In October 1998 Linus tries to sell a Great Pumpkin newsletter. No one is interested, but someone says it should have cartoons in it. Linus asks “What’s the name of the guy who draws Dilbert.” Rerun is pretty excited to go trick or treating this year. He keeps saying he hopes someone gives him a bicycle. In a funny twist on Charlie’s I got a rock, Rerun looks in his bag and says I didn’t get a bicycle.
As the year ends, Charlie is making a Christmas card for the little red-haired girl. Sally asks if her Sweet Babboo is getting helps making a Christmas card. Charlie yells, “He’s not your Sweet Babboo.” Finally Charlie signs his card “Merry Christmas from your Sweet Babboo.” Linus freaks and Charlie hides his face saying “It’s a family expression.”

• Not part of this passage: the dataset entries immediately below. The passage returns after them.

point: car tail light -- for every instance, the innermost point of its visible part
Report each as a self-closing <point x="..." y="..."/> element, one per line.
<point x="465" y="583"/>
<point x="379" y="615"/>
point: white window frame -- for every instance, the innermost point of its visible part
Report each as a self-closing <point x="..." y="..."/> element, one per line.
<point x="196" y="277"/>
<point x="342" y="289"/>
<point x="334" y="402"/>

The year ends with Snoopy explaining what a calendar is to Woodstock. “It tells you what day it is, what month it is, what year it is …No it doesn’t tell you where you mom is.” Poor Woodstock.
Paul Feig wrote the introduction and says that Schulz’ influences are all over his work (he is bummed that he never met the man). But he says his family lived in the suburbs of Detroit and things looked a lot like Schulz drew in his world. He really related to Charlie Brown as well–the optimist who faced every day as a clean slate (and had as little success as Charlie did).

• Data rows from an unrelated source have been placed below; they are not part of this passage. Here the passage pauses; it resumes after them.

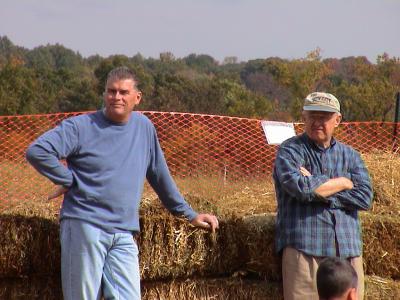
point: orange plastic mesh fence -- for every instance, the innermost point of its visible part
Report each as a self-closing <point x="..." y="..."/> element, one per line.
<point x="208" y="155"/>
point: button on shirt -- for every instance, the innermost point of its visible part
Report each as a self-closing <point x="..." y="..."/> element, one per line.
<point x="308" y="222"/>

There was a ten-year period in his life when he could not sleep without reading a Peanuts book before bed. He was introduced to so much from with Peanuts–from sarcasm to Sopwith camels–and he laughed a lot.

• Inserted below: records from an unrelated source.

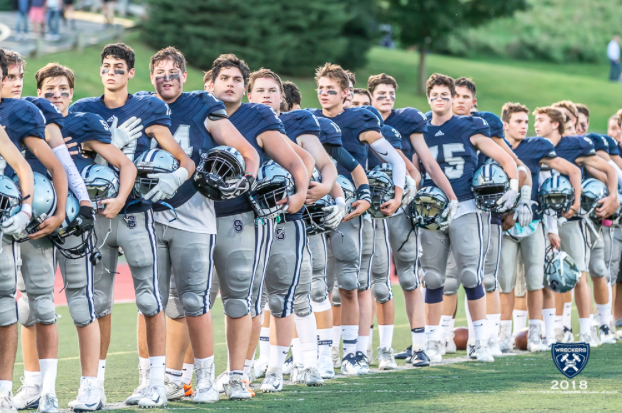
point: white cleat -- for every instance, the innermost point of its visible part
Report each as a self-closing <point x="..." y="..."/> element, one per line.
<point x="89" y="398"/>
<point x="27" y="397"/>
<point x="48" y="404"/>
<point x="273" y="383"/>
<point x="450" y="345"/>
<point x="587" y="338"/>
<point x="7" y="405"/>
<point x="154" y="396"/>
<point x="325" y="367"/>
<point x="260" y="366"/>
<point x="349" y="366"/>
<point x="606" y="336"/>
<point x="433" y="351"/>
<point x="386" y="358"/>
<point x="482" y="352"/>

Feig was a producer for The Peanuts Movie and says he reread a lot of the strips and had forgotten how funny they were. He gives a very detailed account of a great strip where Snoopy bites into Lucy’s blow up pool as an act of revenge and how masterfully it is drawn and told “His humor is never forced or far from pathos and emotionality.” Schulz was a”confident, self-assured master letting us in on the human condition in its most honest, relatable and funniest way.”